You see, unlike in Olympic archery where a few loose arrows or sets can be made up, para-archery demands constant perfection. Each arrow is counted towards the final cumulative score. Remember that clip of her hitting a dead-centre that went viral a few days ago? She does that again, and again, and again every time she competes... she has to shoot 8 arrows in every mixed compound match she plays, 15 in every individual match. The fact that at age 17 she has two Asian Para golds (one of those won by hitting six straight tens at the end), a World Championships silver, and a Paralympics silver in this most demanding sport is telling -- she's not just a rare genius, she's a consistent rare genius. The difficulty of being that cannot be overstated.

While Sheetal is the only female 'armless' archer competing at an elite international level, there are three men who took part in this year's Paralympics under the same restrictions. Piotr Van Montagu of Belgium, Victor Sardina Viveros of Mexico, and the OG 'armless' archer Matt Stutzman of the USA. Stutzman, a four-time Paralympian, won his first gold in Paris a couple of days ago in a most stunning manner -- setting a Paralympic record with a frankly ludicrous score of 149/150.

Stutzman was, in fact, an inspiration for Sheetal's coaches.

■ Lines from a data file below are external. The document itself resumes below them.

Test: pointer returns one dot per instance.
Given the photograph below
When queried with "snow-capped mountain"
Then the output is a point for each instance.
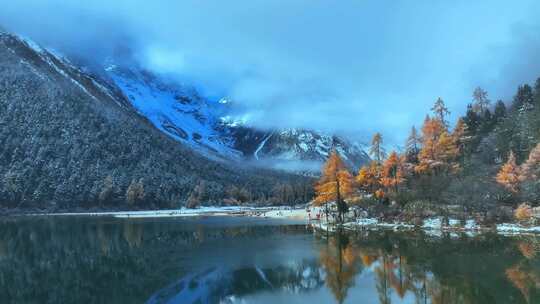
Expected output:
(295, 149)
(174, 109)
(207, 126)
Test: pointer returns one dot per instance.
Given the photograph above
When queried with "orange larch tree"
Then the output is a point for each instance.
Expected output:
(431, 131)
(335, 185)
(392, 172)
(368, 177)
(510, 174)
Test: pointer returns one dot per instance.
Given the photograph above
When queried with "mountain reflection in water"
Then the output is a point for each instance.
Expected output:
(244, 260)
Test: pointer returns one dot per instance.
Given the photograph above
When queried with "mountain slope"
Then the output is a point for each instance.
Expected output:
(295, 149)
(68, 139)
(206, 126)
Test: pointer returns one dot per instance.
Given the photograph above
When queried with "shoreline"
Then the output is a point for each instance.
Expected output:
(265, 212)
(432, 226)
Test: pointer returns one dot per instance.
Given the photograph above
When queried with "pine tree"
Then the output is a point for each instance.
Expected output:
(500, 110)
(510, 174)
(531, 167)
(460, 136)
(135, 192)
(524, 98)
(107, 190)
(472, 119)
(392, 172)
(412, 146)
(440, 111)
(536, 96)
(481, 101)
(377, 150)
(335, 184)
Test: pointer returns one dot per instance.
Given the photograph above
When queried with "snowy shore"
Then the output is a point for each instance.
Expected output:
(434, 226)
(271, 212)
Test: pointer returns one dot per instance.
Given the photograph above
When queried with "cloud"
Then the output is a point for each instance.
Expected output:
(353, 67)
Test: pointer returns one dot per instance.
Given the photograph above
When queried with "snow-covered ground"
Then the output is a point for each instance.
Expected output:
(435, 227)
(271, 212)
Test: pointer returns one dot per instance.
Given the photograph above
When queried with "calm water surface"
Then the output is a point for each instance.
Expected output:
(249, 260)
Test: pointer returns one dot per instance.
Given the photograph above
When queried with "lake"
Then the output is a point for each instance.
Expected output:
(255, 260)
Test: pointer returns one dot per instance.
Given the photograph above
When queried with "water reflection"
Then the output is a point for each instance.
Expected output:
(216, 260)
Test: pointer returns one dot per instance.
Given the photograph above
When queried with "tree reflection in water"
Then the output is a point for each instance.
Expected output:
(105, 260)
(482, 269)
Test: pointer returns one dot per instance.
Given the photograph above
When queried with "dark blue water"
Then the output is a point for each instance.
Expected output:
(249, 260)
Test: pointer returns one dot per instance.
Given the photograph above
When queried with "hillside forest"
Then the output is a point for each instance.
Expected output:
(487, 164)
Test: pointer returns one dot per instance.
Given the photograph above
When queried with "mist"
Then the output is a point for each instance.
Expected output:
(353, 68)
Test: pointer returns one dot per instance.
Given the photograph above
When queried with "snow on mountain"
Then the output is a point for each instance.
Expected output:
(176, 110)
(296, 149)
(210, 128)
(205, 126)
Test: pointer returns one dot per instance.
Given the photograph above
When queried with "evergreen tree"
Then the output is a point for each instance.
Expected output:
(440, 111)
(377, 150)
(524, 98)
(481, 101)
(471, 119)
(500, 110)
(412, 146)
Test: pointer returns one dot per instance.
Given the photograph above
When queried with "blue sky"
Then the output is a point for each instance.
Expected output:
(353, 67)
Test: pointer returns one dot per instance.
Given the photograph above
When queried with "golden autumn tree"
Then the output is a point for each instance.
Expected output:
(509, 175)
(392, 172)
(428, 156)
(335, 185)
(368, 177)
(440, 150)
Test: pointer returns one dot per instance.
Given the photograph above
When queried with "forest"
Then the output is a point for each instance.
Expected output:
(487, 163)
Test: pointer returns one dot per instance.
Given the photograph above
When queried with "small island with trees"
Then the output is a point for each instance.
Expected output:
(485, 170)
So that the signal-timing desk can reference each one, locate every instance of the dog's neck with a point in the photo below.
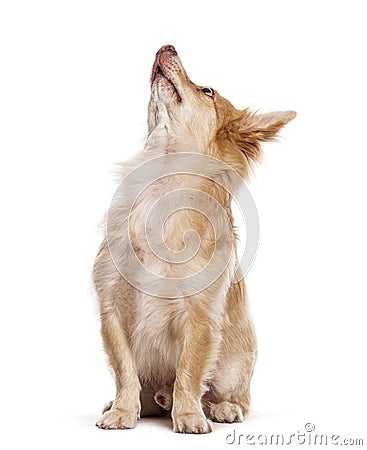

They had been struggling to find ways to get the best out of her after they'd found that prosthetics wouldn't fit, but stumbling onto Stutzman in their research cleared the path. 11 months after that training started, she was winning those Asian Games golds. A year on from that and here we are, a Paralympic games bronze hanging around her neck.

"Whenever I see the medals, I have won [until now], I feel inspired to win more. I have only just started," she had told the BBC earlier. This is not just a vision statement; it's backed up by her belief in-game. "Even when I shoot a nine, I'm only thinking about how I can convert that into a 10 on the next shot."

She's now well on the way to conquer a sport she had felt was "impossible," because "My legs used to ache a lot" and it's because of that I-can-do-anything attitude of hers. "I believe that no one has any limitations, it's just about wanting something enough and working as hard as you can. If I can do it, anyone else can."

This is backed by her mentor. Stutzman has said about her that "her drive to win is incredible. She listens, she's motivated and she has the same spark [he had initially]". He recently called her "the future of the sport".

You can see why, clearly. While Stutzman is the pioneering legend, it's Sheetal that has become a sensation, the one has brought the world's focus onto the sport of para-archery. Every once in a while, you get an athlete who takes up a position in popular culture that's often bigger than their sport itself, and that's where Sheetal finds herself right now. On the face of it, Sheetal seems strong enough to handle all that attention. After all, she shrugged off the disappointment of a pre-quarters' loss (the match from which the clip went viral, a match where she showed all the nerves a 17-year-old debutant at the world's biggest stage is expected to) to bring her A-game to the mixed event just two days later. That's mental toughness of the highest order. She'll continue to need it as her career takes off from here.

Her fame continues to skyrocket, and this medal will only add to it. She's so popular now that she seems to have become the unofficial face of the Paralympic Games for the casual viewer.... And why not? The Paralympics is an event that celebrates the impossible being done in the face of odds that most of us can barely comprehend, one that celebrates finding sporting excellence in people who were ignored as incapable of producing it. Who captures that spirit of this event, that true meaning of these Games better than this 'armless' archer from Jammu?